O exemplo de Darwin é paradigmático no que respeita à relação entre o evolucionismo científico e a religião. O pai da teoria moderna da evolução não foi um ateu, mas um pensador de tendência agnóstica (particularmente na velhice). (6) Entretanto, tal agnosticismo dizia respeito apenas à existência de um criador do Universo e das leis naturais, e não à existência de um criador dos organismos. Podemos dizer, portanto, que o agnosticismo de Darwin era relativo à hipótese deísta, e não à hipótese teísta. É notório que A origem das espécies atribui o fenômeno das adaptações orgânicas à estrita operação das causas segundas ou naturais:
Autores da mais elevada eminência parecem estar completamente satisfeitos com a visão de que cada espécie foi criada independentemente. A meu ver, combina melhor com o que nós sabemos das leis impressas na matéria pelo Criador, que a produção e a extinção dos habitantes passados e presentes do globo sejam resultantes de causas secundárias, como aquelas que determinam o nascimento e a morte do indivíduo. (7)
Em outras palavras, Deus poderia ser o originador da natureza como um todo, ou seja, do conjunto das causas secundárias, sem que haja a necessidade de imissão sobrenatural nos eventos particulares para explicar a origem das espécies.

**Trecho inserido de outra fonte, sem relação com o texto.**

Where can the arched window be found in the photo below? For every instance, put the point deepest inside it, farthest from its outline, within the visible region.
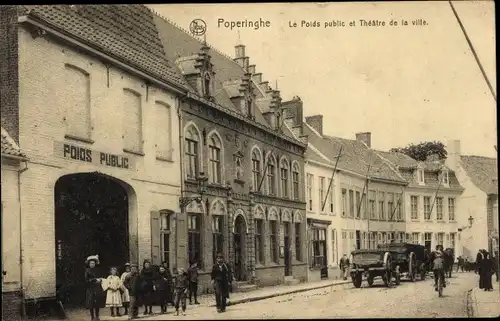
(256, 169)
(271, 175)
(192, 157)
(295, 181)
(215, 169)
(284, 178)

Vejamos agora de que maneira a lógica e as evidências empíricas revelam a incompatibilidade entre a teoria científica da evolução e o teísmo. (8)
Seguramente, não necessitamos de intervenções sobrenaturais para explicar a produção de espécies insulares (como os tentilhões de Darwin) ou de variedades domésticas (como as raças caninas). Estes são eventos tão naturais e destituídos de propósito quanto a formação de uma montanha ou a evaporação da água.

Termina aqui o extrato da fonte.